J’ai utilisé Craft pendant quatre ans. Evernote avant cela. Notion pendant six mois. Je n’ai pas englouti des sommes pharaoniques.
À chaque fois, le même cycle. L’enthousiasme des deux premières semaines. L’organisation méticuleuse. Les pages qui s’accumulent. Et puis, lentement, le silence. Plus rien n’est mis à jour. Les notes deviennent des archives. Les archives deviennent des cimetières.
Le problème n’est pas l’outil. Le problème, c’est que tous ces outils partagent la même hypothèse : vos notes sont une base de données. Donc elles doivent vivre dans une base de données. Donc elles sont prisonnières de l’éditeur qui les affiche.
J’ai fini par comprendre que mes notes ne sont pas des fichiers. Elles sont de la connaissance.
Ce que j’utilise maintenant
Mes notes vivent dans Obsidian. Mais l’important, ce n’est pas Obsidian. L’important, c’est que derrière, ce sont des fichiers .md sur mon disque dur. Pas un format propriétaire. Pas un export qui perd la moitié des choses. Du texte brut.
Du texte, je peux le lire avec n’importe quoi. N’importe quel éditeur. N’importe quel système d’exploitation. Dans vingt ans. Dans cinquante ans.
Cela pourrait être l’argument principal. Mais avec ces formats, je gagne simplement à mieux collaborer avec l’AI.

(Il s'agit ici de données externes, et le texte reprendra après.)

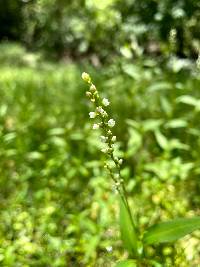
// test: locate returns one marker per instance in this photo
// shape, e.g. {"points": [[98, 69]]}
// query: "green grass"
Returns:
{"points": [[57, 206]]}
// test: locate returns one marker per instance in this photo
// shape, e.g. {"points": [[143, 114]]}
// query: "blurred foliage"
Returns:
{"points": [[81, 28], [57, 206]]}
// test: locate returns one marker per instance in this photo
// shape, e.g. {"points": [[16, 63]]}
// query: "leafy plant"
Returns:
{"points": [[169, 231]]}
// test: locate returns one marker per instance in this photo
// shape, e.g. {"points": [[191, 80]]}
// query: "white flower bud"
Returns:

Les trois bénéfices concrets
Premier bénéfice : le markdown est notre langue commune. Je pense en markdown dans Obsidian. Je lis en markdown. Quand je veux partir d’un brouillon pour faire un article, je peux le faire sans rien casser : la voix, la structure, l’intention. Quand le résultat revient dans mon carnet, il est exactement là où je l’attends, dans le même format que mes autres notes. Aucune étape de conversion. Aucune perte. Aucune voix traduite par un outil tiers.
Deuxième bénéfice : je peux versionner. Mes notes sont dans un dépôt Git. Chaque modification est tracée. Je peux revenir en arrière. Je peux voir ce que je pensais il y a deux ans d’un projet.
Troisième bénéfice : je peux les sortir. Si demain Obsidian disparaît, mes notes ne disparaissent pas avec. Je prends le dossier, je l’ouvre avec un autre outil. Zéro perte. Zéro conversion. Posez-vous la question si vous pouvez le faire avec Google ou Microsoft.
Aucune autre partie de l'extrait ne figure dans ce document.